A Messy Loss for Climate Lawsuit Plaintiffs - grellas
http://blogs.forbes.com/docket/2010/05/28/climate-lawsuit-plaintiffs-lose-another-district/?boxes=Homepagechannels

======
anamax
> > The plaintiffs, property owners on the Mississippi Gulf Coast, accused the
> industrial companies of spewing greenhouse gases into the air and helping to
> cause global warming, rising waters, hurricanes and all manner of other
> natural disasters.

Suppose that the plaintiffs' allegations are true but the effect of
defendants' actions is to counter-balance cooling caused by volcanos, the
solar cycle, and/or othe factors.
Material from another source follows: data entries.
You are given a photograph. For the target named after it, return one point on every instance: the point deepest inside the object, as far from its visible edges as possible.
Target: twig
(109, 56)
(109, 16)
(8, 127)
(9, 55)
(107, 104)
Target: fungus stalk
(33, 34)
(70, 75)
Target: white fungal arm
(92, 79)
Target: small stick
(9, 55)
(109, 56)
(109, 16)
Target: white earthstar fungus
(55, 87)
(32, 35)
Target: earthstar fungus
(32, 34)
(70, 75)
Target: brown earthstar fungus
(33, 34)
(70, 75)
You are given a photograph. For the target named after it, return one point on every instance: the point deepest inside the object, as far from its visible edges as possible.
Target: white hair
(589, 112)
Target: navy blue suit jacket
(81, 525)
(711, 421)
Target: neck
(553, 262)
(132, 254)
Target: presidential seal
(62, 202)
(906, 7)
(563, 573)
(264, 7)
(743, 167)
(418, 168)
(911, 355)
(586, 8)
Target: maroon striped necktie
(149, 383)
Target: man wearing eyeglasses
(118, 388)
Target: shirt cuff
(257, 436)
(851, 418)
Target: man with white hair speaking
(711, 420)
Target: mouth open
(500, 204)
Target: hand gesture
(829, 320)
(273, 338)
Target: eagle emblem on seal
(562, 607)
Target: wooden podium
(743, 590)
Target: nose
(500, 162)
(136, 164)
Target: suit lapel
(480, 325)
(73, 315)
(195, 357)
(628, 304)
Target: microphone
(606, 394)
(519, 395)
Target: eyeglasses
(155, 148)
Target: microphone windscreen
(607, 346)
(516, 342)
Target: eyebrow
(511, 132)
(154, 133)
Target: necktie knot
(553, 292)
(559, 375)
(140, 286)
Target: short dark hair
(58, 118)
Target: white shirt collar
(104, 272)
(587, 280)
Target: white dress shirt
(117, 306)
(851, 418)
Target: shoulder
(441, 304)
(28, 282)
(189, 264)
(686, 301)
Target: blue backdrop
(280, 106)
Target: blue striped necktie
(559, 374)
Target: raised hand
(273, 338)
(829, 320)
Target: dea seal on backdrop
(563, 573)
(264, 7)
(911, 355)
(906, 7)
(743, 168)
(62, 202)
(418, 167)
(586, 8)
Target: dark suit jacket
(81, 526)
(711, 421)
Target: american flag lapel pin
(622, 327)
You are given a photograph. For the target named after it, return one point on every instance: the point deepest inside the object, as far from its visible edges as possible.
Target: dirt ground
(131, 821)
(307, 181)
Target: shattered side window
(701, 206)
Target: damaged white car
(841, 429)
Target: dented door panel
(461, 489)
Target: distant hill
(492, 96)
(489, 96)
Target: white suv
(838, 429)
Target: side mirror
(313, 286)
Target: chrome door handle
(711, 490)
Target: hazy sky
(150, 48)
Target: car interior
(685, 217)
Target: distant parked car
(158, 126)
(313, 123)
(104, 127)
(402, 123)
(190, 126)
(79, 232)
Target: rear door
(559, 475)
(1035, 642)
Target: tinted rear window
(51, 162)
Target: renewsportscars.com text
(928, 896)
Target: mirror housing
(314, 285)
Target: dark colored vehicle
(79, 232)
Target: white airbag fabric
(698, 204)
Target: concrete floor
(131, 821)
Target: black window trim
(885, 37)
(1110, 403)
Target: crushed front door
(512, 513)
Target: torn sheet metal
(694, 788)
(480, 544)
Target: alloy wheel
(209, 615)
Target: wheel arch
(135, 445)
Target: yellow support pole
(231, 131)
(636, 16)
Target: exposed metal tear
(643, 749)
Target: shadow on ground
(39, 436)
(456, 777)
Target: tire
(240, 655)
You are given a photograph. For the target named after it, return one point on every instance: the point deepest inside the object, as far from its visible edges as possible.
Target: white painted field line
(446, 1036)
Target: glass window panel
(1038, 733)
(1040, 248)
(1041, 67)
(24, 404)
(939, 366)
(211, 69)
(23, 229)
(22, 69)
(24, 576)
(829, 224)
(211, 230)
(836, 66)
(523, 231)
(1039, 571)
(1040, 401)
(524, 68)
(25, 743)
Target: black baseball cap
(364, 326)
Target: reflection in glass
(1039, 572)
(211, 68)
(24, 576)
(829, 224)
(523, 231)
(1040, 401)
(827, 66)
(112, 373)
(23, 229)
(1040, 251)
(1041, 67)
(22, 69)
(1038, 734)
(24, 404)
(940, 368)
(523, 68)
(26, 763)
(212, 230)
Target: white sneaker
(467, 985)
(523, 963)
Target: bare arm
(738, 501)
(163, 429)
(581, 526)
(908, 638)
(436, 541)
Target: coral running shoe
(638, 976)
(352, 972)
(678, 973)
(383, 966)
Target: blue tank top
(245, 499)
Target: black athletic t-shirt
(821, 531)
In other words, there's no change because
the of the defendants' actions. (This is the background to Niven's Fallen
Angels.)

In that circumstance, should the plaintiffs pay the defendants for the
benefits that they provided?

If not, why not?

------
tbrownaw
> The plaintiffs, property owners on the Mississippi Gulf Coast, accused the
> industrial companies of spewing greenhouse gases into the air and helping to
> cause global warming, rising waters, hurricanes and all manner of other
> natural disasters.

I thought the latest guess was that the warming mostly happens near the poles,
thus reducing temperature differentials, thus leading to _milder_ weather?